I can't wait for series 4! There is going to be a pretty grotesque amputation taking place.......

----------


## soapaddict

when does it come back on our screens

----------


## Behemoth

Dunno. Some time this year.....helpful, eh.

----------


## soapaddict

> Dunno. Some time this year.....helpful, eh.



very   :Roll Eyes (Sarcastic):   :Big Grin:  

take it there is no date yet.

----------


## catrindavies05

When does footballers wives start again? i've missed it and can't wait for the drama to begin again!

----------


## tina_freeze89

> looking forward to new series . not sure will be watching after this one though footballers wifes will not seem the same without tanya turner. lets hope she sees sense and comes back!

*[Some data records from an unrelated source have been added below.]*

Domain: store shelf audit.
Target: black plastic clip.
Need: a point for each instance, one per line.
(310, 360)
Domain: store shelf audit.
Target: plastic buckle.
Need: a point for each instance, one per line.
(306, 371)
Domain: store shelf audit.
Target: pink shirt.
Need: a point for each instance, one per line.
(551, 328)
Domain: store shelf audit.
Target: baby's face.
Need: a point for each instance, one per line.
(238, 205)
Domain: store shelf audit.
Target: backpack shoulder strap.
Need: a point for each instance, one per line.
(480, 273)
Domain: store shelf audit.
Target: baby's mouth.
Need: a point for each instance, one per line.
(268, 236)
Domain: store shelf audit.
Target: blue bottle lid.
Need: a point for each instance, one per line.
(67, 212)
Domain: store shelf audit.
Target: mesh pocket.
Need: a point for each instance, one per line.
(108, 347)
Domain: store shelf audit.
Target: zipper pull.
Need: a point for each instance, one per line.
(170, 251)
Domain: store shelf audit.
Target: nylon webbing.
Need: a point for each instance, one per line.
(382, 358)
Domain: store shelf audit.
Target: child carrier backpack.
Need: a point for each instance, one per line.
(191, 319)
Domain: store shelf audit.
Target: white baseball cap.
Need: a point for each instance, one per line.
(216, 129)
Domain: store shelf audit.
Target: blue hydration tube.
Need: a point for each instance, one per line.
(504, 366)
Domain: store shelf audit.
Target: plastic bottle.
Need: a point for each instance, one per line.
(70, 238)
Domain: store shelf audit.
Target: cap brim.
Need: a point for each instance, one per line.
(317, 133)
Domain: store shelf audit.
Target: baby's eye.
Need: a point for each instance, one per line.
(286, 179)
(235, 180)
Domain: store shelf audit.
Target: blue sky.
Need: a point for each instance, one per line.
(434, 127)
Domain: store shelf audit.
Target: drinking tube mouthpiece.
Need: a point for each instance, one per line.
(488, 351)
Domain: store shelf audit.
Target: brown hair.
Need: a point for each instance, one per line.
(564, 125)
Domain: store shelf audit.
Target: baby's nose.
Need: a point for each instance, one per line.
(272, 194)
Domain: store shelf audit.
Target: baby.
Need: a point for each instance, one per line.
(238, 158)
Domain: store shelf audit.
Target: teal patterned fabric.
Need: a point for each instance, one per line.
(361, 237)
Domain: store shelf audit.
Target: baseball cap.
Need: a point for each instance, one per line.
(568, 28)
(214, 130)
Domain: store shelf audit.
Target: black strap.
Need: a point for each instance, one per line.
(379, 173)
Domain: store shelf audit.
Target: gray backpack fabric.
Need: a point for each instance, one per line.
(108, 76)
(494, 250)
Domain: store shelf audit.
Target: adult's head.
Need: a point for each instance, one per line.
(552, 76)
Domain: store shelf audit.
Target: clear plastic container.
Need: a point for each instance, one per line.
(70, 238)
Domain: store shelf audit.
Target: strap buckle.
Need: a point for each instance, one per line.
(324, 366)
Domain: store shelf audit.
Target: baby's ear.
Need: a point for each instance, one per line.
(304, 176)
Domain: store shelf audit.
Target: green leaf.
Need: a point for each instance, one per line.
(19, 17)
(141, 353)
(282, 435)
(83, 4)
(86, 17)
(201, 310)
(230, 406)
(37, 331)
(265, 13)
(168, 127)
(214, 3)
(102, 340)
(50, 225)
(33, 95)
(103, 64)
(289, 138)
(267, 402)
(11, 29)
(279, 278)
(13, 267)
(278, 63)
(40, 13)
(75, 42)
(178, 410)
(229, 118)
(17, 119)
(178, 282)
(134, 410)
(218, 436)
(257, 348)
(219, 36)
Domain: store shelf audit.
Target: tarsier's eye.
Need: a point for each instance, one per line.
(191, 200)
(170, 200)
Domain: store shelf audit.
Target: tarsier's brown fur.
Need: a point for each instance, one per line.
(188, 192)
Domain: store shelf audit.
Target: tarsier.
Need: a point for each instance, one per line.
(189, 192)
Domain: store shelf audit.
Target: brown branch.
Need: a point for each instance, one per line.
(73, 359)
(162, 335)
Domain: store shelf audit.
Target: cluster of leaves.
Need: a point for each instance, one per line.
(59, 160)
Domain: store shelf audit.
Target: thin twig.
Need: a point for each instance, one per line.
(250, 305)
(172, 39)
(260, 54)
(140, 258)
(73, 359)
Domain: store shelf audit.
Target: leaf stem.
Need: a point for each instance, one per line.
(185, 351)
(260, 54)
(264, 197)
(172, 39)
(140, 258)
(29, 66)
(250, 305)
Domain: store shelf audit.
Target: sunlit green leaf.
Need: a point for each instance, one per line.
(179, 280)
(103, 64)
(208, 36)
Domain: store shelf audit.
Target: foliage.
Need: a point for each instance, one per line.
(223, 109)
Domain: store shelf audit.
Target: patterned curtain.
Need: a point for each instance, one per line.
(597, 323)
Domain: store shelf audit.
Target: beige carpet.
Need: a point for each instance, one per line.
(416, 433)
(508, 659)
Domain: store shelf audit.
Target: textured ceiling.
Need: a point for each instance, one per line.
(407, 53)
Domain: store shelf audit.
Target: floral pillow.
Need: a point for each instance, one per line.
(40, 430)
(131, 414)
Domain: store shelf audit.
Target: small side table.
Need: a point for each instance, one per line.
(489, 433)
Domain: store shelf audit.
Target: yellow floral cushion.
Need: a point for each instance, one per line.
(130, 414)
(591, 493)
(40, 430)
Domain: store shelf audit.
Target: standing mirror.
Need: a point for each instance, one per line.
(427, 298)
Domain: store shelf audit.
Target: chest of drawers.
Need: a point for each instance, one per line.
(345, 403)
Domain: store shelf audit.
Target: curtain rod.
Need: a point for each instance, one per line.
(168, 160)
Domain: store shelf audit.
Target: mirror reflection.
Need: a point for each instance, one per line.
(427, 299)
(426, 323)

Let's hope the producers see sense and let tanya get the better of amber before tanya leaves the show. I mean if tanya and amber have the babies, tanya's baby fathered by conrad and amber's by a sperm donor but tanya thinks her baby's frank's and amber's baby is conrads, she swaps them round. Then she finds out that her baby reli belonged to conrad but the baby is smothered by amber's dog causing grief to both the unknowns (conrad and amber) and tanya....this is obviously a lot of grief for tanya who is one of the best characters that the show has ever seen - but we, the viewers, want to see her leaving on a good not....if she leaves at all it shud b a dramatic plot line where amber gets her comeuppance. If footballer's wives let tanya turner leave the show as the recessive party then that spells out only one message - she'll be back in the future for revenge (unless of course they kill her off which would be absolutely tragic)

----------


## Debs

> When does footballers wives start again? i've missed it and can't wait for the drama to begin again!


the new series is starting on thursday 31 march at 9pm :Cheer:

----------


## soapaddict

seen clips in between programmes and it looks really good.

cant wait!!

----------


## sam'n'phil

Gillian Tailforth hasn't left! Jackie and roger get married this series and she said she wants to stay on. apparently roger's son (Sebb) wnats to destroy rogers life, so he tries to get it on with jackie! ( it said this in heat....)
"About time too! Roger and Jackie get hitched- but htis is footballers wives, so dont expect things to run smoothly. especially when rogers son takes a shine to his dad's missus, and things fo more than a step too far..."

----------


## Katy

yeh cant wait. Four more days to go. (including today)

----------


## eastenders mad

Thursday

I can't wait for it 2 start.

i really don't want Tanya 2 leave though she is the best.

Have u seen the trailers for footballers wives it looks great.

----------